I’ve had a few sparring sessions since I’ve started practicing martial arts. Since having those I’ve wondered, how often should I be sparring? It is well known that some sparring sessions can have harmful effects on the brain, depending on how hard you are sparring. But should you limit your sparring sessions, or spar lighter? Is there an optimal amount of sparring sessions one can have? In this post, I am going to discuss some of the research, as well my own experiences in sparring, to answer these questions.
The short answer is, you should limit your hard sparring sessions to once per week at most. However, this does not mean you should spar as if you were in a real fight. Even in hard sparring, you and your training partners should be pulling punches to the head as much as possible. Despite this, you can still spar more often if it is very light, with almost no contact to the face and majority of shots landing to the body. You can probably spar in this lighter manner a few times per week.

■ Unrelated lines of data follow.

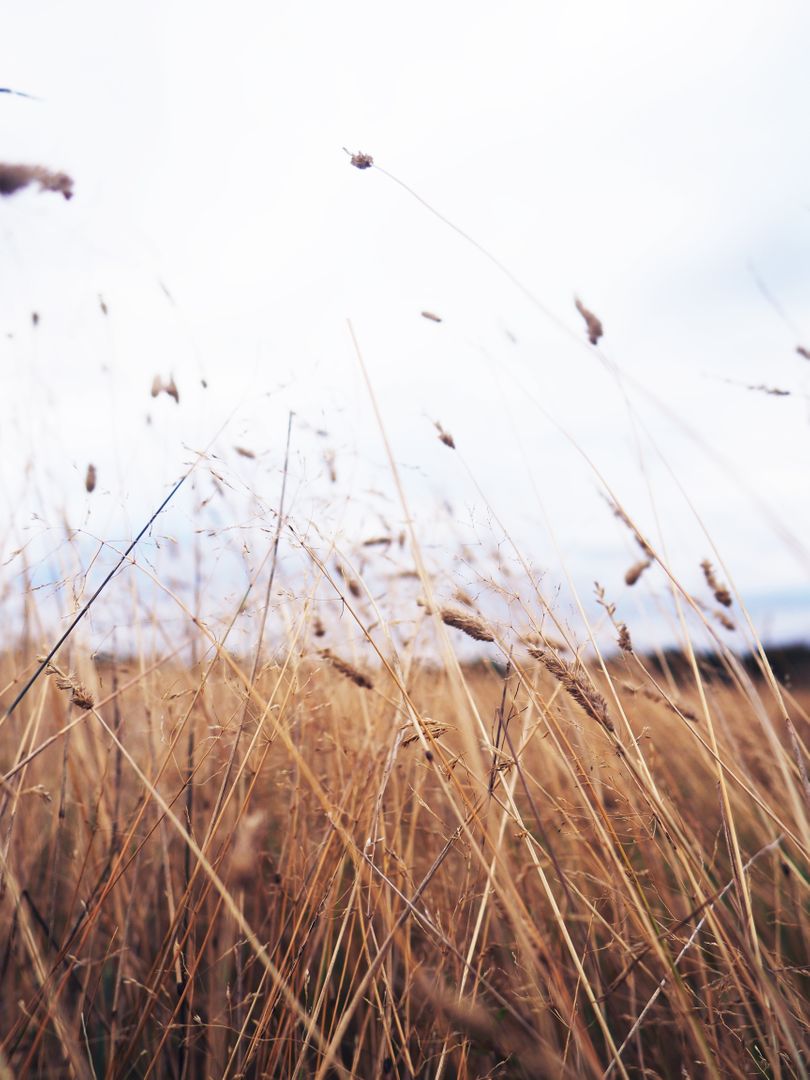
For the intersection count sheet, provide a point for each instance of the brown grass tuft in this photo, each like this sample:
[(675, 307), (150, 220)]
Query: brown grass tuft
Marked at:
[(80, 696), (445, 436), (348, 670), (636, 570), (592, 323), (15, 177), (720, 592), (471, 624), (625, 643), (572, 679), (159, 386)]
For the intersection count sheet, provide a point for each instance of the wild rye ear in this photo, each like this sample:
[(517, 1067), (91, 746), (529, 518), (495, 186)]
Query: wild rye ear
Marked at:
[(15, 177)]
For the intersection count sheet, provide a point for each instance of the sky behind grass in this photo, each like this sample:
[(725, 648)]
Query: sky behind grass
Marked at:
[(649, 160)]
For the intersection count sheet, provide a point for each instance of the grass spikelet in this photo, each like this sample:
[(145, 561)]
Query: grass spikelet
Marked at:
[(636, 570), (471, 624), (15, 177), (80, 696), (159, 386), (351, 582), (593, 325), (625, 643), (445, 436), (720, 592), (348, 670), (245, 854), (572, 679)]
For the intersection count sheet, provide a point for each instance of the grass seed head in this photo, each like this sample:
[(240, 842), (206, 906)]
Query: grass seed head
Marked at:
[(635, 571), (348, 670), (593, 325), (471, 624), (15, 177)]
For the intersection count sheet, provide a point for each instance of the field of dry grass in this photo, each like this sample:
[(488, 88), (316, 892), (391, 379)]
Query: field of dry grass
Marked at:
[(394, 835)]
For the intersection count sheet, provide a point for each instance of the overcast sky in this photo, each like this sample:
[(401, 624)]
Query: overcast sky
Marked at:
[(651, 159)]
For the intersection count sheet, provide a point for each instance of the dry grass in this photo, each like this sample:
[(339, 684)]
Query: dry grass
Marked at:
[(275, 861), (458, 874)]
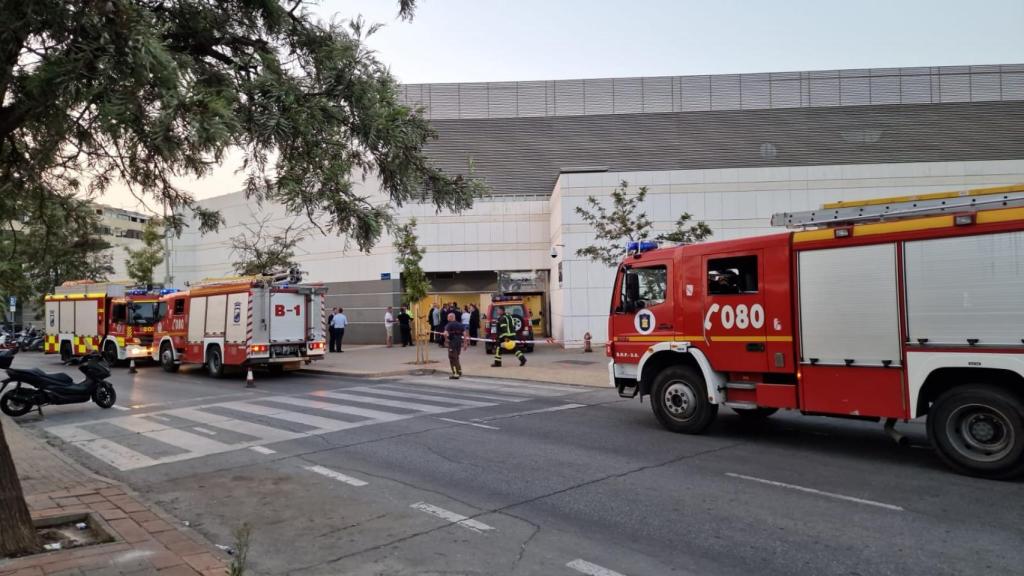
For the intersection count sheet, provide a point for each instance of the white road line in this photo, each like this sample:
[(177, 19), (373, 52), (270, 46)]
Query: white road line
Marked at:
[(528, 412), (336, 476), (454, 421), (585, 567), (388, 403), (341, 409), (453, 392), (817, 492), (457, 402), (452, 517)]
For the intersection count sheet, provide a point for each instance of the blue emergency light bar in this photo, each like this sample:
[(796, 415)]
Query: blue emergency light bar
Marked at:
[(638, 247)]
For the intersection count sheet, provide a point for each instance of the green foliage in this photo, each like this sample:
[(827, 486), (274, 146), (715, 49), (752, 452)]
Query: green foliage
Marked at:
[(415, 284), (54, 241), (143, 260), (625, 222), (151, 91), (262, 248), (240, 560)]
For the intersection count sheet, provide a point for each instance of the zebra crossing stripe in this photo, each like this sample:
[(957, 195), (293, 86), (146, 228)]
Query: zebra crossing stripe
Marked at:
[(384, 402), (334, 475), (330, 407), (458, 402)]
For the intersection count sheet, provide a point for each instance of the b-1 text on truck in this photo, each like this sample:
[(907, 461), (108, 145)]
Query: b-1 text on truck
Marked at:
[(887, 310), (259, 321)]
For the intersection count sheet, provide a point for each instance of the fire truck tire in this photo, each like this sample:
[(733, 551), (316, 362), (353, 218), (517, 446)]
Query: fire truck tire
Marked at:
[(755, 413), (103, 396), (214, 362), (679, 399), (66, 354), (978, 429), (111, 353), (167, 358)]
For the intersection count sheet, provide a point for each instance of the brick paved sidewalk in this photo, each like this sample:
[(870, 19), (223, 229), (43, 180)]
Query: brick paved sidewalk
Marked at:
[(147, 540)]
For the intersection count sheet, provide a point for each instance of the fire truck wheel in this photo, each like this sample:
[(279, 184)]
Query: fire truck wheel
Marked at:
[(66, 354), (978, 429), (214, 363), (167, 358), (103, 396), (111, 353), (755, 413), (679, 399)]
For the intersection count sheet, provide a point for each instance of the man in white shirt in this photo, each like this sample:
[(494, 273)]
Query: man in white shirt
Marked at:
[(338, 323), (389, 325)]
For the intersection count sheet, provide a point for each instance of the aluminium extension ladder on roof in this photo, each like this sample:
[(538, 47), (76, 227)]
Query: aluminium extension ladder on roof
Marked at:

The truth is, sparring is a good way to get better at your martial art. Whether it be boxing, kickboxing, or MMA, the best way to prepare for a combat situation is to actually be in that combat situation.
Fighting may seem easy before you start sparring, and you may think you have great ideas of how to hit your opponent without getting hit. However, all those ideas go flying out the window as soon as you get hit in the face.
Why You Should Spar Less Often
However, the problem is that putting yourself in a real combat scenario will oftentimes produce the same negative effects of a real combat scenario. It is now well known that combat sports such as boxing will produce long term brain damage.
But even today, some gyms will encourage their students to spar as if they were in a real fight, overlooking the consequences. So first, I am going to explain the negative effects of professional fighting, and then explain the potentially negative effects of sparring.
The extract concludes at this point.